Weight Decay Deep Dive: How Regularization Locks In Old Knowledge Instead of Erasing It / Habr

In my previous article, I noted some interesting behavior regarding Weight Decay; here, I examine it in detail.

It is generally accepted in the ML industry that if we take a pre-trained model and fine-tune it on a new task, the old weights are gradually overwritten. Furthermore, if we add Weight Decay (L2 regularization), the process of "forgetting" superfluous information should theoretically happen even faster.

I tested this claim experimentally. The results were counter-intuitive: under specific settings, Weight Decay works in the exact opposite way—it protects the old structure from destruction.

Below is a description of the experiment and conclusions for those involved in model training and AI safety.

Spoiler: When retraining a neural network, a Weight Decay of ~10^-3 creates a paradoxical effect:

The model without pre-training forgets old patterns (accuracy drops to 57%).
The model with pre-training preserves them (accuracy remains at 83%).
The 25% difference represents structural memory that is resistant to regularization.
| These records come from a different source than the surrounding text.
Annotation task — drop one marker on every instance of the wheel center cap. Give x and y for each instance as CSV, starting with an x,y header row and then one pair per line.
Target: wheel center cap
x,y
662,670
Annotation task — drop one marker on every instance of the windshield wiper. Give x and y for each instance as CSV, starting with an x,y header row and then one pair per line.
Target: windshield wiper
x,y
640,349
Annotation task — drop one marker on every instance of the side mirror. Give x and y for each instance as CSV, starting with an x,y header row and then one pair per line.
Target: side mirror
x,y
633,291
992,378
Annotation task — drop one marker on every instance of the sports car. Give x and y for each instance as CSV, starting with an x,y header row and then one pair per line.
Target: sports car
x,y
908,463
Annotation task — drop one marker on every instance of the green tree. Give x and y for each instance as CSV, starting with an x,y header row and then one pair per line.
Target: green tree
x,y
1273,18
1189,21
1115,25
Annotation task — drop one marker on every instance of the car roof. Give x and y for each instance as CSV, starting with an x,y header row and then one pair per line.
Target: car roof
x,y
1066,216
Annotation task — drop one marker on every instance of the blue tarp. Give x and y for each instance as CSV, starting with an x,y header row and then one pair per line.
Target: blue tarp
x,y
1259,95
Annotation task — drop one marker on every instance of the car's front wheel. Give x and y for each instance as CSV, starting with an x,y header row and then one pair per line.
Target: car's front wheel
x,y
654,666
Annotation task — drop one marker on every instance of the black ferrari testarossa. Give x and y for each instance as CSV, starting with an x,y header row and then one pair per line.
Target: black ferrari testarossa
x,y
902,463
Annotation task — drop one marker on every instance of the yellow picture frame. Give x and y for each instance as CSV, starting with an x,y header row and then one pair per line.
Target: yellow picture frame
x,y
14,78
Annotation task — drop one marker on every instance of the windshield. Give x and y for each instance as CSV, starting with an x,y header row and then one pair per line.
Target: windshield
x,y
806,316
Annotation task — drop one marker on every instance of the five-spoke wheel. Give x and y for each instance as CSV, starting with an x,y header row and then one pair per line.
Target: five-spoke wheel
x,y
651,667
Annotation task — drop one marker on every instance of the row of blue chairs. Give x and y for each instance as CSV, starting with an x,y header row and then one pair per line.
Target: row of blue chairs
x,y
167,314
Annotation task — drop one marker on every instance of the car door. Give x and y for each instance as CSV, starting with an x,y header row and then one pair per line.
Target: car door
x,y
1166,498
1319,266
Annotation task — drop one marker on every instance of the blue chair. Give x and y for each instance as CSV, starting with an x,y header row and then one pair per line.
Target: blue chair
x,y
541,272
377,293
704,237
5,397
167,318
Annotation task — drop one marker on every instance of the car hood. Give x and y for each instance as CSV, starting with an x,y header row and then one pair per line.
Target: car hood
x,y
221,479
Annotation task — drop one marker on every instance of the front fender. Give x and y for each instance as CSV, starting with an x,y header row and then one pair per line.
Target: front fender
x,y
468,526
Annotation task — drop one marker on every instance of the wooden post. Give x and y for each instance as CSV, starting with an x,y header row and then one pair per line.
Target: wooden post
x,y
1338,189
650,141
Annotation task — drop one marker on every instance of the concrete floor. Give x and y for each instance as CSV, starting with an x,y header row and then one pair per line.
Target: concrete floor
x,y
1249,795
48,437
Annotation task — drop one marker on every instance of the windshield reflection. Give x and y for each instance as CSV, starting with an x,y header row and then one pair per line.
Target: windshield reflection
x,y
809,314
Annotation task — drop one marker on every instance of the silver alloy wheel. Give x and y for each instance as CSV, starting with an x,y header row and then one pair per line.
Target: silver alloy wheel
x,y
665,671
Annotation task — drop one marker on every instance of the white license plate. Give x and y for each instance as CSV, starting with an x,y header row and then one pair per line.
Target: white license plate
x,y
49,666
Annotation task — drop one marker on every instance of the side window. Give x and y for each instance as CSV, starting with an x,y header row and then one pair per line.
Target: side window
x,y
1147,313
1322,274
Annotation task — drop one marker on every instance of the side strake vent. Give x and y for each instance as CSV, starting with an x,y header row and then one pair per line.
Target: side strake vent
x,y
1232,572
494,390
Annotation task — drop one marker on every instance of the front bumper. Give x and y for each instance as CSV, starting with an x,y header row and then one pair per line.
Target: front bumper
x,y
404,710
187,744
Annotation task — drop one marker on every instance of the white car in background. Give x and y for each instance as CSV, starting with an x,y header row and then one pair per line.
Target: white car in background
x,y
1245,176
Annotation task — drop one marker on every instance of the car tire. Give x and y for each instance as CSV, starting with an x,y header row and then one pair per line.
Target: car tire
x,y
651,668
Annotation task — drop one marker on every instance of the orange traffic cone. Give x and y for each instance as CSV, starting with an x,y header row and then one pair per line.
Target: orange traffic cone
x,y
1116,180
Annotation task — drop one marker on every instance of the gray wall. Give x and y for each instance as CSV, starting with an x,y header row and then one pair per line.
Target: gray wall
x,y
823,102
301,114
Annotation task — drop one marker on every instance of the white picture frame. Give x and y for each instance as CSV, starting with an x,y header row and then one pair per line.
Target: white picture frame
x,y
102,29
Practical Conclusion: Standard fine-tuning (WD ~10^-4) does not delete, but rather masks unwanted information within models.

The Essence of the Experiment

To study the effect of Weight Decay on model training, the experiment required a rigorous setup. We needed to determine how retraining affects the preservation of old data.

To do this, in the experimental model, we first train it on Task A: determining which cell the coordinates belong to (parity check: even/odd). Then, we retrain the model on a fundamentally different Task B: z = (x^2 - y^2) / 5.

However, during this second phase, we cut out a circle with radius R (1.5) from the training data, meaning the model never sees data from this region. This range is covered only by the model's generalization capabilities. During retraining, we use different levels of Weight Decay.

We cannot directly check if the model remembers Parity, because it is now trained to output the Saddle function. To understand what is happening inside the model after retraining, we use a probe—a second, separate model that looks at the internal representation (embeddings).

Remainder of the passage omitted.